²L’indicazione sul fabbricante è facoltativa. Se il titolare dell’omologazione desidera indicare il fabbricante, deve menzionarlo in modo corrispondente («Fabbricante:» o «Fabbricato da:» oppure «Fabbricazione:»). Se tutte le fasi di fabbricazione (inclusi i controlli della qualità) sono eseguite dalla stessa impresa, questa può figurare come fabbricante. Se le fasi di fabbricazione sono eseguite da diverse imprese, solo l’impresa che ha rilasciato il certificato dei lotti può essere indicata come fabbricante.

³Se il titolare dell’omologazione e il fabbricante sono identici e il titolare dell’omologazione desidera indicare il fabbricante, deve indicarlo nel modo corrispondente («titolare dell’omologazione e fabbricante:»).

⁴Nel caso in cui per motivi tecnici non sia possibile apporre i dati secondo il numero 1 sui contenitori destinati alla dispensazione, si può rinunciare ai dati di cui alle lettere c–e, h–j e l, ma in questo caso i dati completi di cui alle lettere a–l devono figurare su una confezione esterna (p. es. una scatola pieghevole).

⁵Nel caso in cui tutti i dati di cui al numero 1 lettere a–l possano figurare sui contenitori destinati alla dispensazione, si può rinunciare ad un imballaggio esterno.

⁶Non sono ammesse etichette facilmente staccabili o etichette perforate dalle quali si possono staccare parti dei dati richiesti di cui al numero 1.
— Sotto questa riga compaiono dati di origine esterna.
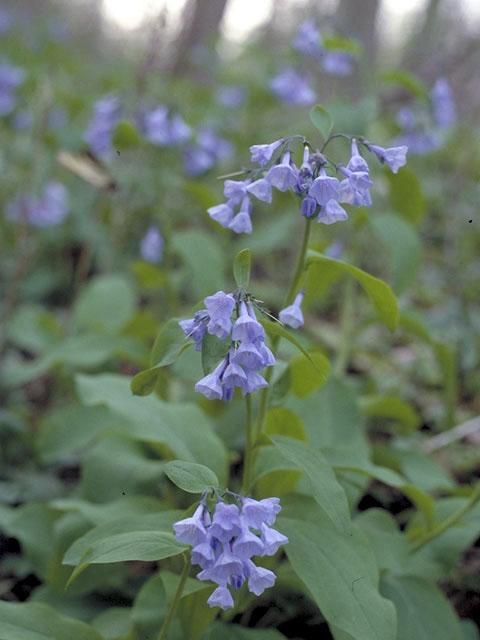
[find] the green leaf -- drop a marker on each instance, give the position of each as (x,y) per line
(276,329)
(189,476)
(422,609)
(339,570)
(125,136)
(321,120)
(241,268)
(213,351)
(325,488)
(38,621)
(306,377)
(105,305)
(403,245)
(407,81)
(406,195)
(380,294)
(147,546)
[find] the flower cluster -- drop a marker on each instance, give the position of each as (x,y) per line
(334,61)
(320,194)
(46,211)
(11,78)
(223,546)
(247,353)
(422,127)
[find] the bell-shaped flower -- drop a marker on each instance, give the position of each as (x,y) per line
(211,385)
(221,597)
(262,153)
(332,212)
(242,222)
(292,315)
(272,540)
(261,189)
(282,176)
(324,188)
(393,157)
(191,530)
(259,578)
(246,327)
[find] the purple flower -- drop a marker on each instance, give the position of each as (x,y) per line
(211,386)
(292,315)
(151,246)
(191,530)
(226,522)
(443,104)
(262,153)
(272,540)
(393,157)
(220,307)
(292,87)
(259,578)
(308,40)
(242,222)
(337,63)
(332,212)
(261,189)
(282,176)
(324,188)
(222,598)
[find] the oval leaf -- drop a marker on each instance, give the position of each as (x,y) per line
(190,476)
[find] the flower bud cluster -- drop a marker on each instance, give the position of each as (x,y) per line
(223,546)
(247,354)
(321,195)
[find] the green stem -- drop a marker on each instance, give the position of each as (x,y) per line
(275,340)
(176,598)
(449,522)
(247,468)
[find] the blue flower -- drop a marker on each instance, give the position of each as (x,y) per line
(262,153)
(292,315)
(151,246)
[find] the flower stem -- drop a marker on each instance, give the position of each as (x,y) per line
(176,598)
(297,275)
(448,522)
(247,468)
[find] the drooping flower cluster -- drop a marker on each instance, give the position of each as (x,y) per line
(423,127)
(11,78)
(247,352)
(320,194)
(223,546)
(334,61)
(46,211)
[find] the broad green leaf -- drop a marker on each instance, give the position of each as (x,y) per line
(325,488)
(189,476)
(339,570)
(321,120)
(147,546)
(204,260)
(407,81)
(403,245)
(106,304)
(213,351)
(183,428)
(276,329)
(306,377)
(422,609)
(241,268)
(406,195)
(378,291)
(37,621)
(125,136)
(385,406)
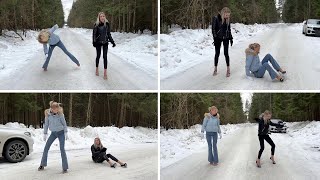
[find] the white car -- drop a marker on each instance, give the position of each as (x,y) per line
(15,144)
(311,27)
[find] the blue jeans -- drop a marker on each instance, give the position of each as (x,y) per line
(54,135)
(64,49)
(212,138)
(266,67)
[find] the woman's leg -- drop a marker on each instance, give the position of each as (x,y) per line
(215,149)
(50,140)
(209,141)
(261,140)
(64,49)
(105,60)
(45,65)
(61,137)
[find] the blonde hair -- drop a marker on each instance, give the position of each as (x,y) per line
(223,12)
(43,36)
(96,145)
(266,112)
(98,19)
(54,104)
(254,45)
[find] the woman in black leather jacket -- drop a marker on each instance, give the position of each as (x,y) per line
(221,32)
(100,38)
(263,131)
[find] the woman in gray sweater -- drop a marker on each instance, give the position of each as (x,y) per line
(211,124)
(55,121)
(48,37)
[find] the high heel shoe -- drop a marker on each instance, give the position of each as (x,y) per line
(273,162)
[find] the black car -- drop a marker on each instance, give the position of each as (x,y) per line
(279,127)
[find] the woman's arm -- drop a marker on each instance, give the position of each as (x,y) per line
(55,27)
(249,60)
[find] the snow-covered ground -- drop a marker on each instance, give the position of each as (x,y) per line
(297,154)
(187,59)
(176,144)
(140,50)
(181,49)
(137,147)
⁷Le confezioni che contengono una quantità di medicamenti destinata alla dispensazione a più pazienti devono essere composte di confezioni separate. Sono escluse da questa disposizione le confezioni che sono destinate esclusivamente agli ospedali. Le confezioni separate devono soddisfare i requisiti di cui ai numeri 1 e 2 capoversi 1–6.

⁸Se più medicamenti omologati come medicamenti omeopatici o antroposofici per la terapia individuale senza indicazione vengono imballati collettivamente per la dispensazione (p. es. come farmacia da viaggio omeopatica), questo imballaggio secondario non deve contenere alcuna denominazione che fornisca un’indicazione o un settore di applicazione. La designazione deve contenere i dati di cui al numero 1 lettera b e la caratterizzazione di tutti i medicamenti contenuti deve soddisfare i requisiti di cui ai numeri 1 lettere a, d–g, i–l, e 2 capoversi 1–3 e 6. Se non è possibile apporre il dato di cui al numero 1 lettera h su ogni singolo medicamento contenuto, tale dato deve figurare durevolmente sull’imballaggio secondario (p. es. sull’astuccio).

3 Caratterizzazione della categoria di dispensazione

¹La categoria di dispensazione attribuita da Swissmedic deve figurare sulla confezione esterna o, in sua assenza, sul contenitore.

²La caratterizzazione della categoria di dispensazione deve figurare su ogni confezione separata.